Bassetti M, Righi E, Ansaldi F, Molinari M P, Rebesco B, McDermott J L, Fasce R, Mussap M, Icardi G, Bobbio Pallavicini F, Viscoli C
Infectious Diseases Division, S. Martino Hospital and University of Genoa School of Medicine, Genoa, Italy.
J Chemother. 2009 Dec;21(6):633-8. doi: 10.1179/joc.2009.21.6.633.

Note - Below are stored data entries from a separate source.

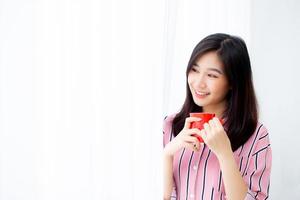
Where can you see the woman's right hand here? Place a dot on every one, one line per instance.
(184, 139)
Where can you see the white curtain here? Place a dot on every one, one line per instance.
(84, 87)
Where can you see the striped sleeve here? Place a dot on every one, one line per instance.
(258, 173)
(167, 137)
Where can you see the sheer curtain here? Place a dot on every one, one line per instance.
(84, 87)
(81, 99)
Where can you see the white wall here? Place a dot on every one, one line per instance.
(275, 31)
(81, 99)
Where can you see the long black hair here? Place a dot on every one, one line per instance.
(241, 113)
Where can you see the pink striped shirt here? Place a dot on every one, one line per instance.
(197, 175)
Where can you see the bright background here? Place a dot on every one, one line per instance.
(85, 85)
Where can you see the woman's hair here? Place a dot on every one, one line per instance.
(241, 113)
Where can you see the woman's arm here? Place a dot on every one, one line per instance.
(217, 140)
(234, 184)
(168, 175)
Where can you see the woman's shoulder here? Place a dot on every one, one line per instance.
(259, 139)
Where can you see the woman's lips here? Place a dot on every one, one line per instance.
(201, 95)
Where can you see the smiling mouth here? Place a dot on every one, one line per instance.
(201, 94)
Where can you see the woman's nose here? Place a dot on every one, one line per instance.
(200, 82)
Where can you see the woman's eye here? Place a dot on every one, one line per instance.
(212, 76)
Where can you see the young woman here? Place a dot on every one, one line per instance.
(234, 162)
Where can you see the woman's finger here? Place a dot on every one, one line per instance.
(189, 120)
(203, 135)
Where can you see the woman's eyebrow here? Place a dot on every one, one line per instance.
(215, 70)
(210, 69)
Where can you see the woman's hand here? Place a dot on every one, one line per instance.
(184, 139)
(215, 137)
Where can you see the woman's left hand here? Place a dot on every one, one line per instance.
(215, 137)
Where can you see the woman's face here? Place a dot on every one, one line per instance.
(208, 83)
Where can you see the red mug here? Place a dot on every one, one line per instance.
(205, 117)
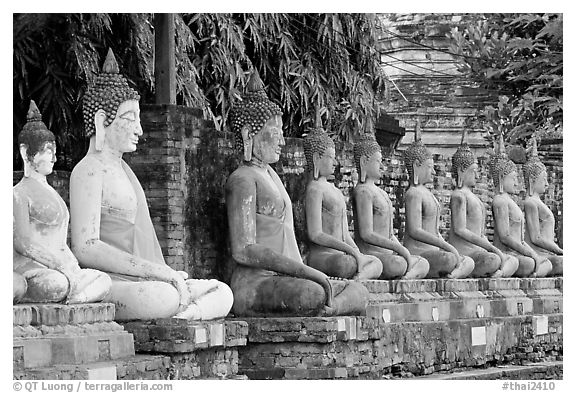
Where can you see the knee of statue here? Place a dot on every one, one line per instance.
(19, 287)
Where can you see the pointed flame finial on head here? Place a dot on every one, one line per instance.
(33, 113)
(110, 65)
(534, 152)
(464, 140)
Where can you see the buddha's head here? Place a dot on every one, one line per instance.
(464, 166)
(257, 124)
(418, 160)
(37, 144)
(503, 170)
(535, 175)
(320, 153)
(111, 110)
(368, 157)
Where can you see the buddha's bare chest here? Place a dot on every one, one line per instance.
(117, 190)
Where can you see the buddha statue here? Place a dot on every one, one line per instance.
(269, 277)
(422, 236)
(509, 219)
(374, 216)
(468, 220)
(332, 249)
(539, 218)
(111, 226)
(45, 270)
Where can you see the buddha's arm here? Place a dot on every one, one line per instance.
(85, 209)
(458, 213)
(241, 208)
(365, 222)
(500, 212)
(25, 244)
(533, 227)
(314, 225)
(414, 224)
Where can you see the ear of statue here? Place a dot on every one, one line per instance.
(99, 119)
(247, 142)
(363, 160)
(23, 150)
(415, 166)
(315, 158)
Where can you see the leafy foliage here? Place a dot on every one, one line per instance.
(520, 56)
(313, 65)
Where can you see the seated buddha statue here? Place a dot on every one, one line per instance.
(269, 277)
(539, 218)
(374, 216)
(509, 219)
(111, 226)
(468, 220)
(332, 249)
(45, 270)
(422, 236)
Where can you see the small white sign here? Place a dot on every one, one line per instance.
(479, 335)
(217, 334)
(540, 324)
(100, 373)
(200, 335)
(480, 311)
(386, 315)
(435, 313)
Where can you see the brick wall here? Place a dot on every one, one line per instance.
(183, 165)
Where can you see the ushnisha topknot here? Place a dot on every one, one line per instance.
(253, 109)
(533, 167)
(416, 152)
(463, 157)
(500, 165)
(34, 134)
(365, 146)
(109, 90)
(317, 141)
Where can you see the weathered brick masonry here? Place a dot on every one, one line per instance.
(183, 165)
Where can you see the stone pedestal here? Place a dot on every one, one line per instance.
(45, 335)
(195, 349)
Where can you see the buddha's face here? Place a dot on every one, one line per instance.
(44, 160)
(540, 184)
(470, 175)
(510, 183)
(326, 163)
(122, 135)
(373, 166)
(424, 171)
(267, 144)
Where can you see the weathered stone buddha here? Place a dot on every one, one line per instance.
(111, 226)
(422, 236)
(509, 219)
(332, 249)
(374, 216)
(539, 218)
(269, 277)
(468, 220)
(45, 270)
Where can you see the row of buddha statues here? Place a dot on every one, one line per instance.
(115, 255)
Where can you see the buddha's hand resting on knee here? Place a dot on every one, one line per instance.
(179, 283)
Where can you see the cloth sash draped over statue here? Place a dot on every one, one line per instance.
(132, 232)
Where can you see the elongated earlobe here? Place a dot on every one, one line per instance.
(23, 150)
(247, 143)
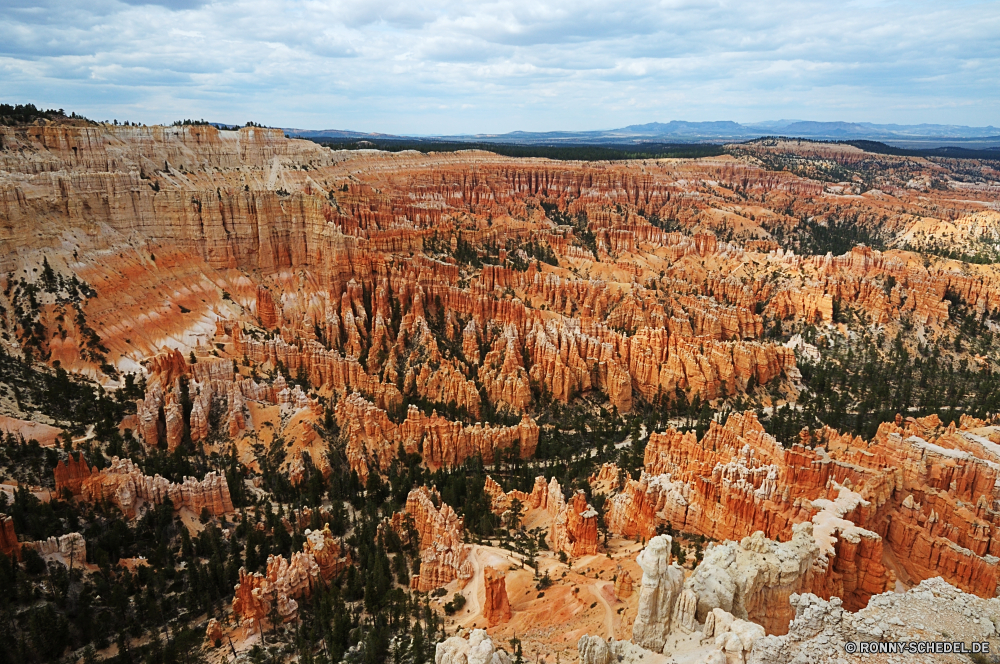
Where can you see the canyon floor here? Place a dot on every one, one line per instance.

Methicillin-resistant Staphylococcus aureus (MRSA) has emerged as a leading pathogen causing nosocomial infections. Many studies have shown that the restricted use of antibacterials is associated with a decline in resistance. To establish whether an intervention protocol designed to limit the use of cephalosporins can lower mRSA infection rates and impact on Gram-negative bacteria susceptibility in an intensive Care Unit (ICU), we conducted a prospective, non-randomized, before-after intervention study in an 18-bed ICU in Genoa, Italy. The intervention was a hospital antibiotic control policy and the observation was routine monitoring for nosocomial infections and antibiotic use, recording periodically the incidence density and MRSA prevalence. The intervention included a new antibiotic guideline that restricted the use of cephalosporins for all ICU inpatients. The analysis showed that the intervention determined a significant reduction in cephalosporin usage (-70.3%), while fluoroquinolones, mainly ciprofloxacin, increased after introduction of the antibiotic policy (+46.5%). A significant reduction in the percentage of MRSA infections (-30%) and heterogeneous susceptibility patterns in Klebsiella pneumoniae and Pseudomonas aeruginosa were noted.